Tiny wonders: The detailed stop-motion world of Anomalisa.

Two and a half stars

Anomalisa Voices of David Thewlis, Jennifer Jason Leigh, Tom Noonan. Directed by Charlie Kaufman and Duke Johnson. Rated R. Opens Friday at AMC Town Square.

Anomalisa begins in darkness, with a chorus of voices that all turn out to be the same voice. That’s the voice of actor Tom Noonan, whose flat, almost soporific tones come out of the mouths of nearly every character in Charlie Kaufman’s strange, downbeat stop-motion animated film.
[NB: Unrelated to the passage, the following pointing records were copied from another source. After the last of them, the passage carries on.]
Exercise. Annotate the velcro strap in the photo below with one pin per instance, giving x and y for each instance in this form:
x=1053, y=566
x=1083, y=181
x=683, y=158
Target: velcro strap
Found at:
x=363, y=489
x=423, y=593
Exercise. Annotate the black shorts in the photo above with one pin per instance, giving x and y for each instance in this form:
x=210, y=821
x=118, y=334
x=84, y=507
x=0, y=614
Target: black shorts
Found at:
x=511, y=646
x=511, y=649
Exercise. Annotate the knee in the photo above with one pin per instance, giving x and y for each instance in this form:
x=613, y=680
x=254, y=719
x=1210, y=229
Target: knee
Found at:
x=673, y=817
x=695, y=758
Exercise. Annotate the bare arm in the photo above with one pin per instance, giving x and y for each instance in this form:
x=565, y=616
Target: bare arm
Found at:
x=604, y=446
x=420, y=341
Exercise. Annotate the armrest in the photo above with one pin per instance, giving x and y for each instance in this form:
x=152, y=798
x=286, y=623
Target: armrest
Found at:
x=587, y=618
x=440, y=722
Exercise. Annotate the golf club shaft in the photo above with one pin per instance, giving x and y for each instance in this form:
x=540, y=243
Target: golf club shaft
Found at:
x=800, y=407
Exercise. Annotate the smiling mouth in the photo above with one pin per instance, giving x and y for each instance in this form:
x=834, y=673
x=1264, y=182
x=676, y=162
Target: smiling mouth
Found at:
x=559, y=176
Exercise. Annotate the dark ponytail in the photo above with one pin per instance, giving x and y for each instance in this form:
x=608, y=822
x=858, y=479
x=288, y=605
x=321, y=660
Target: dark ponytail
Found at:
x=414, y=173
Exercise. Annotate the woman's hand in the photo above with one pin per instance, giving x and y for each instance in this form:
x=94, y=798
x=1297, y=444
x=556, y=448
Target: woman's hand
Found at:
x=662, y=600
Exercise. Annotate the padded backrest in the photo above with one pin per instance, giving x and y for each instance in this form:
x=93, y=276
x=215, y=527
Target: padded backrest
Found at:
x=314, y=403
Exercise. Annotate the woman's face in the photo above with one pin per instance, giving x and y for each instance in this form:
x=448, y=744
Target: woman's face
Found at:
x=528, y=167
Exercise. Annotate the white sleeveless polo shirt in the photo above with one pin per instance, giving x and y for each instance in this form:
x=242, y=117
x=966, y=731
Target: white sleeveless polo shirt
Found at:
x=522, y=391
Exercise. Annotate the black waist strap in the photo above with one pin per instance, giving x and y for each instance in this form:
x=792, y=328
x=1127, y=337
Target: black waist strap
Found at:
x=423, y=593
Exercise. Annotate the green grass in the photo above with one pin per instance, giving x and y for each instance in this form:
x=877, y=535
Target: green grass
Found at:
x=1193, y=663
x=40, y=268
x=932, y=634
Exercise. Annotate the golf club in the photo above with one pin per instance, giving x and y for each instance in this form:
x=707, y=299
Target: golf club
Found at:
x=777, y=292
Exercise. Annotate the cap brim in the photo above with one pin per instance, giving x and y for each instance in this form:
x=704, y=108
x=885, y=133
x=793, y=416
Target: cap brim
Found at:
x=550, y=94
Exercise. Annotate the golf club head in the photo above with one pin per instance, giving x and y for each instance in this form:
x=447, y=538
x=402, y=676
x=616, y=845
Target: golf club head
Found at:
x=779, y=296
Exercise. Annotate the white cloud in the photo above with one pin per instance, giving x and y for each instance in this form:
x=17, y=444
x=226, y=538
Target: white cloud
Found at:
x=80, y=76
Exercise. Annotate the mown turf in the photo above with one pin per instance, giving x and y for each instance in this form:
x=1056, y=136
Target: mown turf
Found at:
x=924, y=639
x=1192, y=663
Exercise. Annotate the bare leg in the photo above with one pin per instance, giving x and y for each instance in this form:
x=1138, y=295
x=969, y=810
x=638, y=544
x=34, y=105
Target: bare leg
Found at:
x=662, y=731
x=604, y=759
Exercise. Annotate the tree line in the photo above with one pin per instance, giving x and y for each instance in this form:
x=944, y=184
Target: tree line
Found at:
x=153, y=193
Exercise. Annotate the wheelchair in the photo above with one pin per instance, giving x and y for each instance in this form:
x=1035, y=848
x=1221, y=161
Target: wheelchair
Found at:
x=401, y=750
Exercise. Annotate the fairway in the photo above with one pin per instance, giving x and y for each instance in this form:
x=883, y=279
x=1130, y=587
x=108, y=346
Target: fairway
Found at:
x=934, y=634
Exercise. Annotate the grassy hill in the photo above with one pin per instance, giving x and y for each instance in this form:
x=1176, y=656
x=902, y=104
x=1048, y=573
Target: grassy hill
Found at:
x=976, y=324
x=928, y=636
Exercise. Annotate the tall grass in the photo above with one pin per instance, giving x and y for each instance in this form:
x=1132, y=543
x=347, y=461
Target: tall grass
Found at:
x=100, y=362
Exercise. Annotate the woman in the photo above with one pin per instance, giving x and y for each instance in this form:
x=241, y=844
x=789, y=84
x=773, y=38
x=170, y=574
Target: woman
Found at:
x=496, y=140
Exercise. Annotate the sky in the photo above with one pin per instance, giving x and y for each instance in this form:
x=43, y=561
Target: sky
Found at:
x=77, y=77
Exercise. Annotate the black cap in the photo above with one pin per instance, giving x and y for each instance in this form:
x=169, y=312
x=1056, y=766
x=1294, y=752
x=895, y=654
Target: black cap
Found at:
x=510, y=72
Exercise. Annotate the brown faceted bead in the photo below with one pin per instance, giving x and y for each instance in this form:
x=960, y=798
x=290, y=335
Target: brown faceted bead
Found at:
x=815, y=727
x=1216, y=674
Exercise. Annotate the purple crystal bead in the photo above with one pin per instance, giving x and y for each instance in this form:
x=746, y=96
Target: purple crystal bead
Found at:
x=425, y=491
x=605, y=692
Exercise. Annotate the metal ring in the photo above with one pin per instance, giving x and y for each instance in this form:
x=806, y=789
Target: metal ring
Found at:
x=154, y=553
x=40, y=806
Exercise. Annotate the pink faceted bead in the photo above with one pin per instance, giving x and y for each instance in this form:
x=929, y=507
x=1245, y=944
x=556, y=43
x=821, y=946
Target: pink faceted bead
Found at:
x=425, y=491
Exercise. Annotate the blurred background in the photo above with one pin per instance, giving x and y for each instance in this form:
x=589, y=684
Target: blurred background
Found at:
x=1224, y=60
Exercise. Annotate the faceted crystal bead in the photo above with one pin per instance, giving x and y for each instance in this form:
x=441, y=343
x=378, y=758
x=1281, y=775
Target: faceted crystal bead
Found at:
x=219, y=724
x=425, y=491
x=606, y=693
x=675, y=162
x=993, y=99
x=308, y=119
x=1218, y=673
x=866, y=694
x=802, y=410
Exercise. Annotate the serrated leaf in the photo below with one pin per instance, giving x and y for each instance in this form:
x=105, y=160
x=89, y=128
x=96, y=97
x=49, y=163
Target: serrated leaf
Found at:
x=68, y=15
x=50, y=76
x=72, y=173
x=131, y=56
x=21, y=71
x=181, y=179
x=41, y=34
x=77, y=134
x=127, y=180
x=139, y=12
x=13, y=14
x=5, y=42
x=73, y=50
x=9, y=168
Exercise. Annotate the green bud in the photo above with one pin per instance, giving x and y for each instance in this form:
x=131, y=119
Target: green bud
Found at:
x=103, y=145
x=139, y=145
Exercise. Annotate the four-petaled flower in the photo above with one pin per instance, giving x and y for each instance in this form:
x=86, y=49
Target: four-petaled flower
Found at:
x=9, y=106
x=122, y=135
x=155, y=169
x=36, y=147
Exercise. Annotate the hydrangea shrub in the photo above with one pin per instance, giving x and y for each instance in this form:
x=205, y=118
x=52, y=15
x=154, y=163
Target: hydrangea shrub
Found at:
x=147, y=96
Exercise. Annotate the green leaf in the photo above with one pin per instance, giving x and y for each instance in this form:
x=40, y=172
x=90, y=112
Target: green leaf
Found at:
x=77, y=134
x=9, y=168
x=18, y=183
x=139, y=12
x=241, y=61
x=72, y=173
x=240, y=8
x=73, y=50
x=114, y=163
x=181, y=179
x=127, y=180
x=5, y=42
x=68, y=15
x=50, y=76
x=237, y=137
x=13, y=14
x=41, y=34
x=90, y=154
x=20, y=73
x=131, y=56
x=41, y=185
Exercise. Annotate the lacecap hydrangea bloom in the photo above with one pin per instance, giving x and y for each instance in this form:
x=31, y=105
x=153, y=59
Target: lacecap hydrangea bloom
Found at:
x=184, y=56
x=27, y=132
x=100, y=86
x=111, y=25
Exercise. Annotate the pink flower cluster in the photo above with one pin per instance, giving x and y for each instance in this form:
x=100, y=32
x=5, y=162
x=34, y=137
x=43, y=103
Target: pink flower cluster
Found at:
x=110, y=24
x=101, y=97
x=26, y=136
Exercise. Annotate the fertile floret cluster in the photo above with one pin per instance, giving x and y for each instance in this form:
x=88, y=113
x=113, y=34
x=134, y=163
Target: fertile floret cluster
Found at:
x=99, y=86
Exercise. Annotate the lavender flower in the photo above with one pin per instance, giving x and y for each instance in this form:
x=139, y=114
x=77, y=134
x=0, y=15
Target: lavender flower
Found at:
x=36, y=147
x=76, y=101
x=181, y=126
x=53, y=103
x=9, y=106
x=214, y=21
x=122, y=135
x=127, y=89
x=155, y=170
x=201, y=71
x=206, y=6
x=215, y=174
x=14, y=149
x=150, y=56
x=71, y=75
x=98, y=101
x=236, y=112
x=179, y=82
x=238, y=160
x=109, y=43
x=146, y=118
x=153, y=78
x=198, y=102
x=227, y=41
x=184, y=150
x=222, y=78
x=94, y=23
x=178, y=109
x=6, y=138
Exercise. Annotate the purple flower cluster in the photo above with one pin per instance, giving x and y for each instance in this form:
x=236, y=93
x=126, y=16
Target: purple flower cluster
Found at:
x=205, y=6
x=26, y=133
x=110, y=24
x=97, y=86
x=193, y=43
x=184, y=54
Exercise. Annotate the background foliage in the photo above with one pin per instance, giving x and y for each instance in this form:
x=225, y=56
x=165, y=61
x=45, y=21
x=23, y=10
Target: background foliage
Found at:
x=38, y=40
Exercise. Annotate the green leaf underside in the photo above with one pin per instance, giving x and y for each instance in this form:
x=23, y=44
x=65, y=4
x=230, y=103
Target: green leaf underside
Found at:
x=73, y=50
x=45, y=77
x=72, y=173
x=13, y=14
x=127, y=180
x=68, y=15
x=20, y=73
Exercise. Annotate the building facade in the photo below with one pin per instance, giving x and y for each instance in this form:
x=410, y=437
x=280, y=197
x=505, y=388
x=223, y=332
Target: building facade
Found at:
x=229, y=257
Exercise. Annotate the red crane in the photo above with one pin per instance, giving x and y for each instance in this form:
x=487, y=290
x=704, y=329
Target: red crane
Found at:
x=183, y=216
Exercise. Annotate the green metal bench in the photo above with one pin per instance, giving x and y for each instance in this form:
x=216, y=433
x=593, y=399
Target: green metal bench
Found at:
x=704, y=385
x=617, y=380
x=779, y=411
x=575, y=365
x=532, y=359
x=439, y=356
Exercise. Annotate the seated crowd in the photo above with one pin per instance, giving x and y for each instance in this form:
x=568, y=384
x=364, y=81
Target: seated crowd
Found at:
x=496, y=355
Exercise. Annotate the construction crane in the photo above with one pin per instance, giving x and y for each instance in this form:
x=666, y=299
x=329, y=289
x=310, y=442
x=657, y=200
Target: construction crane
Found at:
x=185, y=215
Kaufman originally wrote Anomalisa as a radio play, and although the animation (led by co-director Duke Johnson, an Adult Swim veteran) is beautifully detailed, the core of the story (and its themes of alienation and melancholy) lies in the voices.

Disappointingly, though, those themes are laid out pretty clearly at the beginning of the movie, and Kaufman struggles to find ways to expand on them over the next 90 minutes. As Noonan’s voice emerges from a range of characters while downtrodden middle-aged customer-service expert Michael Stone (voiced by David Thewlis) travels to a business conference, it becomes obvious that Michael feels alone and disconnected from everyone around him, including his wife and young son. And when Michael finally hears a different voice (that of Jennifer Jason Leigh) coming from fellow hotel guest Lisa, it’s obvious that he’ll latch onto her as the one beacon of hope in his otherwise miserable world.

Michael and Lisa are both miserable in dull, commonplace ways, which means they have reasonably comfortable lives that are lacking in spark or passion. Kaufman and Johnson focus on the tedium of basic tasks (opening a door, walking into a room, making a phone call), which the painstakingly realistic animation makes even more apparent, and the movie lulls itself into a similar tedium. In his best work as a screenwriter (Being John Malkovich, Eternal Sunshine of the Spotless Mind), Kaufman has used fantastical conceits to heighten the power of familiar emotions, but Anomalisa seems to have the opposite goal: It removes anything fantastical or even enjoyable from the emotions that people feel for each other, replacing them with repetitive numbness. Instead of finding the sublime in the mundane, Anomalisa turns out to just be mundane.